Sales Management Essays Example
Type of paper: Essay
Topic: Information, Weight, Forecast, Forecasting, Business, Sales, Bachelor's Degree, Sum
Pages: 1
Words: 275
Published: 2021/01/14
Business
Introduction
The sales data is to be analyzed using a number of forecasting methods, in order to arrive at the most appropriate forecasting method.
Simple Moving Average
The simple moving average method would appropriate equal weightage to all prior data. The number of time periods in the past to be taken into account is not specified in this case. Hence, it is assumed that the entire historical data (year 2000 to 2009) would be taken for arriving at the simple moving average. The average of the entire data is arrived at by calculating (900+ 1400+ 1750+ 1900+ 1700+ 1500+ 2000+ 1950+ 2250+ 2300)/10 = 1765.
Thus, the forecast for the year 2010 using the simple moving average method is 1765.
Three Year Weighted Average
In a three year weighted average, the highest weightage of 3 would be given to data pertaining to the most recent year (2009), followed by a weight of 2 for data in the year 2008 and a weight of 1 for the data in the year 2007. The sum of the weights is 6. Accordingly, the forecast for the year 2010 is computed as: [(2300 x 3) + (2250 x 2) + (1950 x 1)]/ 6 = 2225.

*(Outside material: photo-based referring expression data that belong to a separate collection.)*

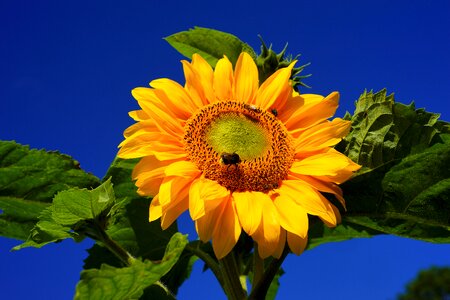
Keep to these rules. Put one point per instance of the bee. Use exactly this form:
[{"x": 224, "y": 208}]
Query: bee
[
  {"x": 230, "y": 159},
  {"x": 253, "y": 108}
]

Thus, the three year weighted average yields the forecast for 2010 as 2225.
Five Year Weighted Average
In the five year weighted average, a weight of 5 would be ascribed to the year 2009, followed by a weight of 4 for the year 2008, a weight of 3 for the year 2007, a weight of 2 for the year 2006 and a weight of 1 for the year 2005. The sum of weights is (5+4+3+2+1)=15. Accordingly, the forecast for the year 2010 is calculated as: [(2300x5) +(2250x4) + (1950x3) + (2000x2) + (1500x1)] / 15 = 2123.33.
Thus, the forecast for the year 2010 using the five year weighted average method is 2123.33.
Five Year Exponentially Smoothed Weighted Average
Exponential smoothing is a method where the weights to previous years reduce in an exponential manner. α is the smoothing parameter. For our example, we assume α to be 0.6, giving more weight to more recent observations. Our forecast for the year 2010 becomes:
0.6 x 2300 + 0.6(1-0.6) 2250 + 0.6(1-0.6)^2(1950)+ 0.6(1-0.6)^3(2000) +0.6(1-0.6)^4(1500) = 2207.04.
Thus, the forecast for 2010 using the five-year exponentially smoothed weighted average with a smoothing parameter α as 0.6 is 2207.04.
Most Accurate Forecasting Method
Given that the actual sales for the year 2010 were 2500, the three year weighted average method of forecasting proves to be the most accurate method in this case, as the output of the three year weighted average method is the closest to the actual data.